It made me happy, though, to see the familiar pathways traveled by the Tribe, and I marked each branch of the trail in my mind as we passed it. If I turned there, I’d eventually reach the clearing that was our summer camp. There, I’d find my way to where the waratahs grew, the big red flowers from which we harvested a thick, sweet honey. There, I’d go to the cave system that was our shelter in winter. The caves were also where Ember had her “laboratory,” where she mixed up her various herbal concoctions and invented stuff. I almost took the path to find her before remembering that I didn’t
want
to see Em in this place, since I still wasn’t sure if you could be here without being dead.

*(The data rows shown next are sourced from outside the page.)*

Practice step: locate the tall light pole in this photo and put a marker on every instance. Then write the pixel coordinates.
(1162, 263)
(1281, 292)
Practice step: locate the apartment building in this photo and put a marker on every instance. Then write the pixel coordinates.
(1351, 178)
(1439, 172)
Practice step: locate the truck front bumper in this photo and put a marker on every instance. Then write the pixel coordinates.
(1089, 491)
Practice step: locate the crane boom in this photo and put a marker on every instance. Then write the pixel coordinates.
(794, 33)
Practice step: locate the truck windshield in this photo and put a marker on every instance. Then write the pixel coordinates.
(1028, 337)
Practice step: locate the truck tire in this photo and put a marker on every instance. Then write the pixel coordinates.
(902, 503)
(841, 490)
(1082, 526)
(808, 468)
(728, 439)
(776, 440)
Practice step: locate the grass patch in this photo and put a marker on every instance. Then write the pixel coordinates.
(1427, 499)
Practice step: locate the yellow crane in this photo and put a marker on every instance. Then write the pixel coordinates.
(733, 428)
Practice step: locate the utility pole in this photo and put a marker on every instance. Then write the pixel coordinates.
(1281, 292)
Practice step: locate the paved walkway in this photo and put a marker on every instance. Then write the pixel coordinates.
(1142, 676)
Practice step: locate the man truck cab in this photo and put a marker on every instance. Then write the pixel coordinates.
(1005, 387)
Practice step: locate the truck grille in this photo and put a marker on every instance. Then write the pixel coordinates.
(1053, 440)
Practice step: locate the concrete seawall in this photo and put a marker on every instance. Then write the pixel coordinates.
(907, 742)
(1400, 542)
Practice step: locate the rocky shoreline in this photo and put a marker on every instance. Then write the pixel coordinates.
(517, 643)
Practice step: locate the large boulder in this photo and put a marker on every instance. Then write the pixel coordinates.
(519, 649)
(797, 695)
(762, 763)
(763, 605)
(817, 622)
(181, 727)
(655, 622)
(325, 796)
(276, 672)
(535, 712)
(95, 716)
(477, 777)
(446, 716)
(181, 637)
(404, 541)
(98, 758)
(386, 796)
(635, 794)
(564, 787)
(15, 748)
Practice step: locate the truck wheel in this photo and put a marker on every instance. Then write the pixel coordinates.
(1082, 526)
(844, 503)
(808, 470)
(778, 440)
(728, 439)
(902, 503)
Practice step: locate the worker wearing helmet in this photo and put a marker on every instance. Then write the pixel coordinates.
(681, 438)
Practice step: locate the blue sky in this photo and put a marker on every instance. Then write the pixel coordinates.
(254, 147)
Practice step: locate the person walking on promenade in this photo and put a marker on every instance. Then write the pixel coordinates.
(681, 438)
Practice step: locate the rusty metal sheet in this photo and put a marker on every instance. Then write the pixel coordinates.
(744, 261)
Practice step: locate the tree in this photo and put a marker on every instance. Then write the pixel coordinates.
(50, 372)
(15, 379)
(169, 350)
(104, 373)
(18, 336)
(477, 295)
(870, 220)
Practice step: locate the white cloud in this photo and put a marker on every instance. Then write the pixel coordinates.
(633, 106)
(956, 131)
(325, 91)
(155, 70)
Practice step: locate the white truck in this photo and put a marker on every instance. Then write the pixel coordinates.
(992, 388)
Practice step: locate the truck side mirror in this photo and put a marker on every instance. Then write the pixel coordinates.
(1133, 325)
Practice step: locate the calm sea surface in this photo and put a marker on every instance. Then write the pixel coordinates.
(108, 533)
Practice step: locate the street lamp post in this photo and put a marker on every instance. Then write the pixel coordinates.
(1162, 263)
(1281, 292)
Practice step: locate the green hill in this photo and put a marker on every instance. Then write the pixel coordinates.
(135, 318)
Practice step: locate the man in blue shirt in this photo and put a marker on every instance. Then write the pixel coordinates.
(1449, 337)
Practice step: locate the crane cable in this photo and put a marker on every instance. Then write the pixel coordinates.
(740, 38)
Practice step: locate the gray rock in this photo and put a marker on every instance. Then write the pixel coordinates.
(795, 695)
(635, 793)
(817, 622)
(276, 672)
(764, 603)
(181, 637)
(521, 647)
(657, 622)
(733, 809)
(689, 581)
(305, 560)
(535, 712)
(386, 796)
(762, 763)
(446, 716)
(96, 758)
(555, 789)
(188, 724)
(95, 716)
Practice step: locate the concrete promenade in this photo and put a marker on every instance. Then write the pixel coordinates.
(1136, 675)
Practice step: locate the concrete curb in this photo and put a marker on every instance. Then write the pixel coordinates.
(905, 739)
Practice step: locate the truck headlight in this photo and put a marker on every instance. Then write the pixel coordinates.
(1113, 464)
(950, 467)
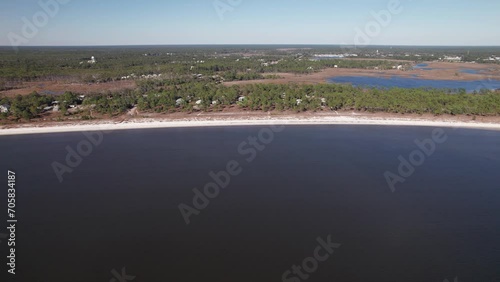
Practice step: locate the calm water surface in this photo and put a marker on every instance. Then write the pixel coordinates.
(403, 82)
(119, 208)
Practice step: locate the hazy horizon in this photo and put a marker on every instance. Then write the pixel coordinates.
(244, 22)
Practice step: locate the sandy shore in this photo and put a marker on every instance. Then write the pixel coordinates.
(243, 121)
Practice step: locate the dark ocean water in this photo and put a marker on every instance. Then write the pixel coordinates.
(119, 208)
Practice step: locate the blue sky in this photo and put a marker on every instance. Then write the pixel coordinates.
(142, 22)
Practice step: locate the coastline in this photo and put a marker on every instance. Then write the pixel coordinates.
(263, 120)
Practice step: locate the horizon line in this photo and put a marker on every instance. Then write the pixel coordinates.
(244, 44)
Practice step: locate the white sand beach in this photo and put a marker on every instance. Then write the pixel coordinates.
(241, 121)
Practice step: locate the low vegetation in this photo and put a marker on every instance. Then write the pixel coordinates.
(196, 96)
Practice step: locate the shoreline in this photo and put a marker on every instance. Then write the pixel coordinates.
(290, 120)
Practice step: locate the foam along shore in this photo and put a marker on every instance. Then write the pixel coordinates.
(254, 121)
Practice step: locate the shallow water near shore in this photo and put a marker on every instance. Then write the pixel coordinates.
(119, 208)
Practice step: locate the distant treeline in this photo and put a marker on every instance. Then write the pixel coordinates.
(197, 96)
(230, 62)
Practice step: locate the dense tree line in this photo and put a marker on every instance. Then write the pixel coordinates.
(200, 96)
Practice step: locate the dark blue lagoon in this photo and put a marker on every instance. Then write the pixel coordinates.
(119, 208)
(403, 82)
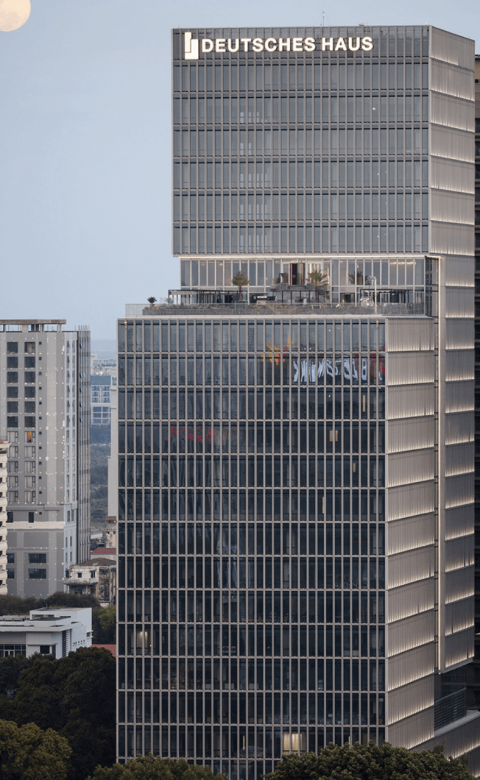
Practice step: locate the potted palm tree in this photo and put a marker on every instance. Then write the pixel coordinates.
(318, 279)
(240, 280)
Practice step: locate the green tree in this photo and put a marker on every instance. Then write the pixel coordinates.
(318, 279)
(240, 280)
(371, 762)
(73, 695)
(28, 753)
(104, 624)
(150, 768)
(14, 605)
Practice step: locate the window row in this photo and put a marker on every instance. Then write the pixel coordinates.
(268, 572)
(331, 641)
(28, 391)
(28, 377)
(298, 74)
(300, 109)
(242, 438)
(277, 365)
(29, 361)
(300, 206)
(350, 676)
(196, 741)
(28, 422)
(12, 407)
(298, 238)
(259, 539)
(296, 142)
(12, 347)
(232, 335)
(340, 404)
(251, 504)
(297, 174)
(341, 471)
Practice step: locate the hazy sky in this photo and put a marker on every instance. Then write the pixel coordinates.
(85, 142)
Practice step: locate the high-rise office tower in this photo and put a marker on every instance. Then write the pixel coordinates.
(45, 415)
(475, 676)
(296, 461)
(4, 454)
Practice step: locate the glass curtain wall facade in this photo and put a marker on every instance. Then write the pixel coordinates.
(260, 484)
(295, 465)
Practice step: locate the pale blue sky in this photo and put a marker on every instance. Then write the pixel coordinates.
(85, 142)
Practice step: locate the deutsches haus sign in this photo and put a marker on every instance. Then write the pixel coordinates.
(193, 46)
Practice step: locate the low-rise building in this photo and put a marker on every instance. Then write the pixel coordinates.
(47, 631)
(105, 552)
(96, 577)
(4, 453)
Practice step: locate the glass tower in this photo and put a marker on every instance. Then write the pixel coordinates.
(296, 459)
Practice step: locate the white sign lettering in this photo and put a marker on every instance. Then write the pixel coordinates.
(310, 372)
(232, 45)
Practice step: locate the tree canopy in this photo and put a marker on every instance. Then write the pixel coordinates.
(15, 605)
(73, 695)
(150, 768)
(371, 762)
(28, 753)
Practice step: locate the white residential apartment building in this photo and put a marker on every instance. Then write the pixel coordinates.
(45, 415)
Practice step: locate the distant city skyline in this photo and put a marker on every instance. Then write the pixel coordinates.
(85, 129)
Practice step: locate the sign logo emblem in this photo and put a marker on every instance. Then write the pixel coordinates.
(191, 47)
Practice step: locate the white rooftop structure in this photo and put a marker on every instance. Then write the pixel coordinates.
(47, 631)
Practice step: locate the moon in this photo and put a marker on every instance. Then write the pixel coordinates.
(13, 13)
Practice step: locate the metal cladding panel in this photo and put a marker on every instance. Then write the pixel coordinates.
(406, 733)
(419, 662)
(459, 334)
(459, 396)
(411, 566)
(459, 648)
(406, 435)
(414, 599)
(453, 112)
(459, 490)
(459, 365)
(448, 80)
(459, 552)
(459, 616)
(459, 521)
(459, 273)
(408, 402)
(407, 468)
(459, 428)
(458, 209)
(411, 533)
(448, 238)
(410, 336)
(410, 368)
(411, 501)
(408, 635)
(452, 175)
(459, 585)
(450, 48)
(459, 458)
(410, 699)
(458, 739)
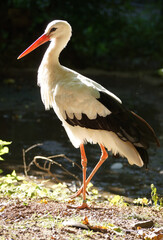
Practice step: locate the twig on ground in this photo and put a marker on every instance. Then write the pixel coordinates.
(47, 164)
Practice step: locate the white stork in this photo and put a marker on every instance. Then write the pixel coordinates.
(88, 111)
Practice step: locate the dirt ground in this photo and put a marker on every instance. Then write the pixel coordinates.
(47, 219)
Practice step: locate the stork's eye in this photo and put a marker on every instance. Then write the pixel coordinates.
(53, 29)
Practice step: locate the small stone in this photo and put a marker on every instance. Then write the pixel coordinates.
(143, 224)
(72, 223)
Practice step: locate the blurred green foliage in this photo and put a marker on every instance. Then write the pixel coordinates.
(105, 33)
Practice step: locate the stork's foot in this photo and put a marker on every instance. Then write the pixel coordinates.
(77, 193)
(83, 206)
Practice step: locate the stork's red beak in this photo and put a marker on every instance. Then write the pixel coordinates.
(41, 40)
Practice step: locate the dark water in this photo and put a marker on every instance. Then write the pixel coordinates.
(24, 121)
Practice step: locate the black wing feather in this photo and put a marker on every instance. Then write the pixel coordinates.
(125, 124)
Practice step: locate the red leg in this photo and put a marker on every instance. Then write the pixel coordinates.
(104, 156)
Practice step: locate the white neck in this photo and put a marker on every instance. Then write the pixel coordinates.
(50, 70)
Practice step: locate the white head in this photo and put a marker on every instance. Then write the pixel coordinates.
(57, 29)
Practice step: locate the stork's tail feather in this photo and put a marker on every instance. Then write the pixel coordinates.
(144, 155)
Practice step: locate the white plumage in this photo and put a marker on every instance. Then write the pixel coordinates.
(88, 111)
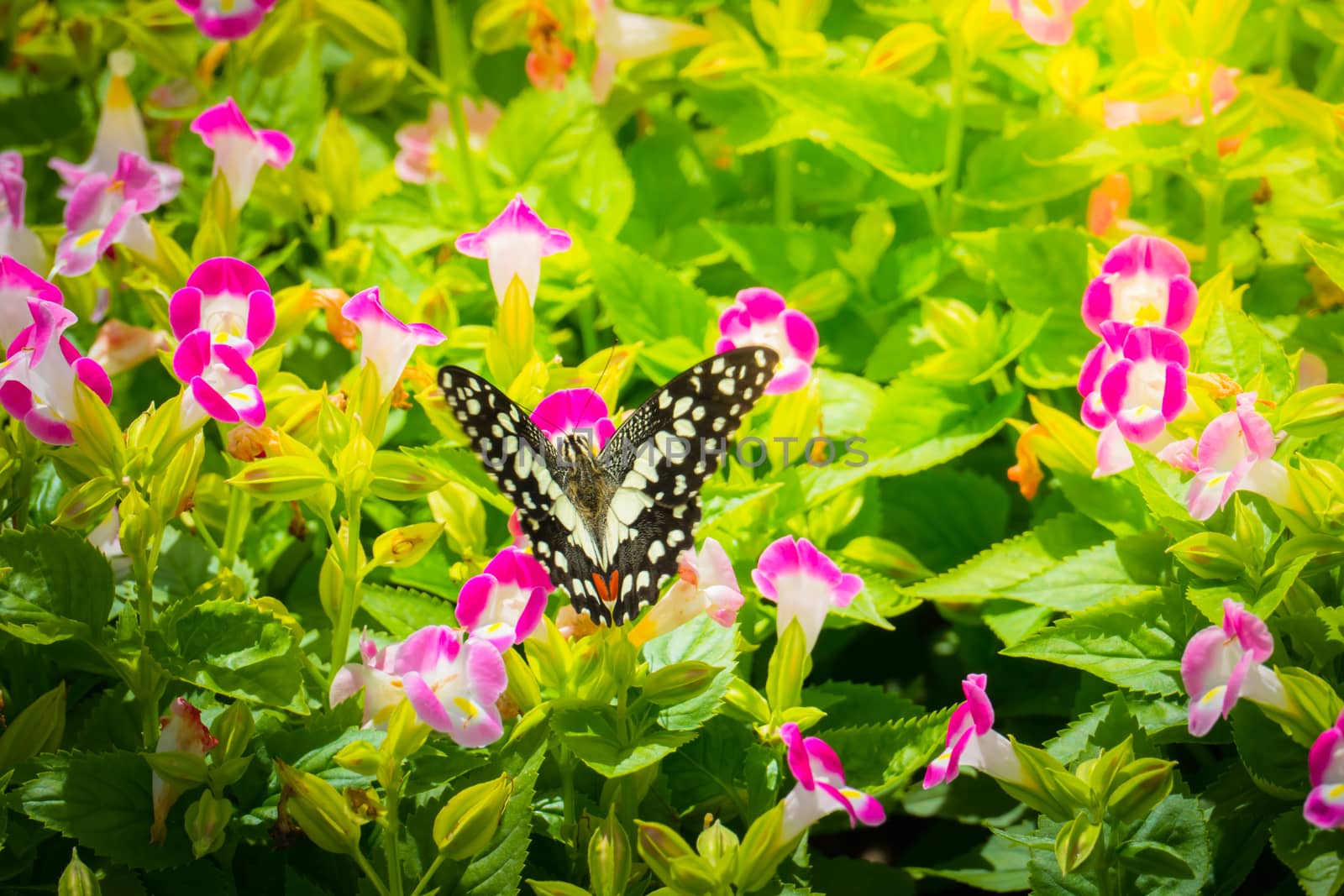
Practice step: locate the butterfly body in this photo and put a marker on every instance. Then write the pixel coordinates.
(609, 523)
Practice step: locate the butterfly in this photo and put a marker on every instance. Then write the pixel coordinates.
(609, 524)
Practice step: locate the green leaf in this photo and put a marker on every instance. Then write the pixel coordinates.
(54, 586)
(893, 125)
(102, 801)
(647, 301)
(1135, 642)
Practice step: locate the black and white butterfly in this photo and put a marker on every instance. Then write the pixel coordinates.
(609, 526)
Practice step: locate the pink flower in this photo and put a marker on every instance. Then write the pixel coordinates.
(1226, 663)
(1236, 453)
(239, 149)
(226, 19)
(622, 35)
(452, 685)
(974, 741)
(1140, 392)
(219, 382)
(822, 789)
(569, 411)
(804, 584)
(421, 141)
(386, 342)
(707, 584)
(514, 244)
(181, 731)
(1050, 22)
(1144, 280)
(228, 298)
(759, 317)
(1324, 805)
(1183, 103)
(504, 604)
(19, 286)
(105, 210)
(38, 379)
(120, 130)
(17, 241)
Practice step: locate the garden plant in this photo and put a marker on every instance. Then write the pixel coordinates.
(671, 446)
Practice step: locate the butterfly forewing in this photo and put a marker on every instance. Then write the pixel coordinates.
(612, 531)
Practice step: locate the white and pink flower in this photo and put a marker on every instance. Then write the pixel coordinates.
(421, 141)
(226, 19)
(18, 286)
(1236, 453)
(514, 244)
(230, 298)
(1137, 396)
(181, 731)
(822, 788)
(38, 378)
(706, 584)
(241, 150)
(504, 604)
(1144, 280)
(804, 584)
(759, 316)
(385, 342)
(1223, 664)
(108, 210)
(1324, 805)
(972, 741)
(575, 411)
(17, 241)
(219, 382)
(452, 685)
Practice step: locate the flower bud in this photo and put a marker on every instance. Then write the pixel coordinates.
(78, 879)
(319, 810)
(679, 681)
(609, 857)
(207, 822)
(468, 822)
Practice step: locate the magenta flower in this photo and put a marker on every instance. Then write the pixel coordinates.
(822, 789)
(504, 604)
(514, 244)
(1226, 663)
(386, 342)
(228, 298)
(219, 382)
(804, 584)
(181, 731)
(1236, 453)
(1324, 805)
(420, 143)
(17, 241)
(226, 19)
(1048, 22)
(120, 130)
(1140, 394)
(38, 378)
(107, 210)
(706, 584)
(19, 286)
(569, 411)
(452, 685)
(974, 741)
(761, 317)
(1144, 280)
(241, 149)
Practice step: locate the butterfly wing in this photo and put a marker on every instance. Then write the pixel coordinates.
(659, 459)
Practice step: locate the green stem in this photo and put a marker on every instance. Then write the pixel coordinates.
(370, 873)
(956, 130)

Georgie ran on until there were no more branches off the trail, and I knew where we must be going. I sped up, outpacing her slightly, and reached the sandy shore of the lake before she did. Leaning over, I rested my hands on my legs, catching my breath and looking out over the water. This was
my
lake. I was the only one who swam here because everyone else thought there was something spooky about the dark water. I had to admit, there was a kind of broodiness about it, but I’d always loved the way the lake was so unfathomably deep and mysterious. It was especially impressive now, the blue water lit with dazzling light where the sun hit it and colored with purple shadows where it was shaded by the overhanging trees. There was no Serpent, though. In fact, there didn’t seem to be anyone here except for us. “Are you sure this is the right place, Georgie?”

She nodded and came to stand beside me. “Yes. Because when I meet you in the Balance, this is where we come.”

I rolled my eyes at her. “You do know that makes no sense, right?” To my horror, I saw that she was starting to disappear, fading away around the edges. “Georgie, what’s happening to you?”

“This is when I wake up, Ash.”

I put my hand on her arm, as if I could keep her with me by hanging on. “Georgie, if you’re really sleeping, I need you to remember something. Tell Ember that Bry’s a traitor. Do you understand? If she ever contacts you, she can’t be trusted.”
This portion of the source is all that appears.